Solusi dapat ditawarkan untuk memperbaiki pembelajaran aspek kebahasaan di antaranya sebagai berikut:
11. Meningkatkan kompetensi guru SD
Kompetensi guru SD yang harus ditingkatkan terutama kompetensi dalam hal-hal berikut:
a2. Memahami konsep, teori, dan materi berbagai aliran linguistik yang terkait dengan pengembangan materi pembelajaran bahasa.

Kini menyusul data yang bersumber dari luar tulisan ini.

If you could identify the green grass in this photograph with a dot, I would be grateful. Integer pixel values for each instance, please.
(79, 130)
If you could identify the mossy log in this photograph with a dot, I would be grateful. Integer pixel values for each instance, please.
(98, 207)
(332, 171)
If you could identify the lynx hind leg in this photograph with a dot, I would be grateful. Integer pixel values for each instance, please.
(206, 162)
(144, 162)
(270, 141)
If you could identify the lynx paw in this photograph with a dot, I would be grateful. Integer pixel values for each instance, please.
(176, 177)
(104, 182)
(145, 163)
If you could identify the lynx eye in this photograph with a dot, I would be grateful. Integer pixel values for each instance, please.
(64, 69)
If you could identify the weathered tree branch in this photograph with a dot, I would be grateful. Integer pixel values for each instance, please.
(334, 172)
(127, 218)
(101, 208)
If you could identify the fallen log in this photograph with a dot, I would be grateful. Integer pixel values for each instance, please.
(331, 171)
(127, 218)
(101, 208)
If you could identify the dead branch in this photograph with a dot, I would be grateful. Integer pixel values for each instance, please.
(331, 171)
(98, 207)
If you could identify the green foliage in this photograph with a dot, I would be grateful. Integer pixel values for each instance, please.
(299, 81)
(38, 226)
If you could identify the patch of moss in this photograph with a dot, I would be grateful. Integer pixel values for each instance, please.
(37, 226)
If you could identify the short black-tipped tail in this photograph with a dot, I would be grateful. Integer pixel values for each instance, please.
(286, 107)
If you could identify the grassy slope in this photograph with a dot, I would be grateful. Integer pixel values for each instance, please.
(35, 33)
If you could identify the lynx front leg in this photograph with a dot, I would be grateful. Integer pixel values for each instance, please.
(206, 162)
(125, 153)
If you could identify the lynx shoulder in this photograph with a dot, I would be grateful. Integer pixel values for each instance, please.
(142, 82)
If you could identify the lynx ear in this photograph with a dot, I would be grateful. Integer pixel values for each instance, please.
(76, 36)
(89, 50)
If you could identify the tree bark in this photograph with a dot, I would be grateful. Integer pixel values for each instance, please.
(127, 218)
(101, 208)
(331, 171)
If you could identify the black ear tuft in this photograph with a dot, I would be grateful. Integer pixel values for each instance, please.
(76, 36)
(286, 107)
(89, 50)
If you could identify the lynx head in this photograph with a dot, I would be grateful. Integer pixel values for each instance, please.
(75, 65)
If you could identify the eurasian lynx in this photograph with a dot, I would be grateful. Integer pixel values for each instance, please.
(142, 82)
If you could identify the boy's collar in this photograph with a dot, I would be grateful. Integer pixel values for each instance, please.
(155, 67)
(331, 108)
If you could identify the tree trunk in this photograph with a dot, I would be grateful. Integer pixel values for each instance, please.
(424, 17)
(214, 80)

b3. Memahami hakekat bahasa dan memperoleh bahasa
c4. Memahami kedudukan, fungsi, dan ragam bahasa
d5. Menguasai kaidah bahasa Indonesia sebagai rujukan penggunaan bahasa Indonesia yang baik dan benar
Dengan kompetensi tersebut diharapkan guru SD dapat melaksanakan pembelajaran aspek kebahasaan sesuai dengan prinsip-prinsip pembelajaran bahasa terutama dalam hal membetulkan kesalahan bahasa pada siswa karena aspek kebahasaan diajarkan hanya untuk membetulkan kesalahan ujaran siswa. Jika bahasa siswa dalam situasi resmi menyalahi kaidah bahasa, guru barulah “menyadarkan “ siswa tentang kesalahan yang diperbuat dengan mengajarkan materi kebahasaan sesuai dengan kesalahan bahasa siswa. Sebaliknya, jika bahasa siswa dalam situasi tidak resmi menyalahi kaidah bahasa, guru tidak perlu membahas materi kebahasaan tersebut. Jadi, materi kebahasaan diajarkan kepada siswa sesuai dengan jenis kesalahan bahasa yang diperkuat siswa terutama dalam penggambaran situasi berbahasa resmi. Dengan kata lain, aspek kebahasaan baru diperlukan untuk dibahas ketika guru menemukan kesalahan berbahasa pada siswa, baik dalam bahasa lisan maupun bahasa tulisan.
2. Menyusun buku ajar kebahasaan berdasarkan kesalahan bahasa siswa
Buku ajar berdasarkan kesalahan bahasa siswa ini tentu saja disusun berdasarkan penelitian terhadap kesalahan bahasa siswa terutama terkait dengan ketrampilan berbahasa nyata terutama ketrampilan produktif (berbicara dan menulis) dalam situasi resmi yang menuntut penggunaan bahasa normatif, bahasa yang sesuai dengan kaidah bahasa.
3. Mengadakan penelitian tentang perkembangan grametika bahasa Indonesia anak usia sekolah
Hasil penelitian tentang perkembangan gramatika bahasa Indonesia anak usia sekolah ini sangat penting sebagai pedoman bagi perancang buku atau guru dalam menyiapkan materi dan tugas kebahasaan sehingga materi dan tugas-tugas yang diberikan sesuai dengan tingkat perkembangan kejiwaan siswa.